理事長あいさつ

理事長挨拶

 一般社団法人 日本心理臨床学会
理事長 川畑 直人

新理事長に選任されました川畑です。どうぞよろしくお願いいたします。

私は、この学会が設立された昭和57(1982)年には大学の学部生でした。当時、臨床の先生方や大学院生の先輩方が、学会設立について熱く語り合っておられたことを、うっすらと覚えています。その後、大学院に進学し、1984年に入会して以来、およそ42年にわたり、この学会とともに歩んできました。

私にとってこの学会は、臨床心理学を学ぶ者としてのアイデンティティを育ててくれた大切な場でした。
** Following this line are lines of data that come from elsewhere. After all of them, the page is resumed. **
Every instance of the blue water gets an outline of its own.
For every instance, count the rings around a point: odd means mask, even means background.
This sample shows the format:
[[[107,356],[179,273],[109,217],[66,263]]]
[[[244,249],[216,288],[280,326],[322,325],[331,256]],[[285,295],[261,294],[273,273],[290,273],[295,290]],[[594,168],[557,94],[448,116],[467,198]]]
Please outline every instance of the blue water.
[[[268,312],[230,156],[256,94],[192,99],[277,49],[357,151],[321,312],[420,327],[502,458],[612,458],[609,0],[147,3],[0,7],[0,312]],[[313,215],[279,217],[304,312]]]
多くの先達の先生方のお話から学ぶことはもちろん、自分自身の事例を発表し、議論を重ねるなかで、「心理臨床とは何か」という問いを考え続けることができました。近年は指定討論者を務める機会が増えましたが、今でもこの学会は、自分の考えを発信し、学び続ける場であり続けています。
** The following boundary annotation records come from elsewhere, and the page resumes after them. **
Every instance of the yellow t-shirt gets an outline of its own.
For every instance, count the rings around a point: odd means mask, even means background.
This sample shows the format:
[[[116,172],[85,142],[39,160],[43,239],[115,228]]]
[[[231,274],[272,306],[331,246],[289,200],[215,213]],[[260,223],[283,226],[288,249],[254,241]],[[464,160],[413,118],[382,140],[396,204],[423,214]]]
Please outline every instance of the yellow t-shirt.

一方で、設立当初と比べると、学会は大きく発展し、会員数も大幅に増えました。これは大変喜ばしいことですが、その反面、お互いの顔が見えにくくなり、自由に語り合い、学び合う雰囲気が以前より生まれにくくなっているようにも感じています。

また、この学会は学術団体ですが、その原点には、「現場の実践が学問を育てる」という精神があったはずです。心理臨床の実践の場は、いまも多様に広がり続けています。だからこそ、大学だけでなく、さまざまな実践現場からの発信が、これまで以上に活発になる学会にしていきたいと考えています。

理事長として、「現場の実践が牽引してくれる学会」そのためにも「若手会員が発表しやすい学会」「対話が生まれる学会」そのような学会づくりに取り組んでいきたいと思っています。ぜひ皆さまのお力添えとご意見をいただければ幸いです。どうぞよろしくお願いいたします。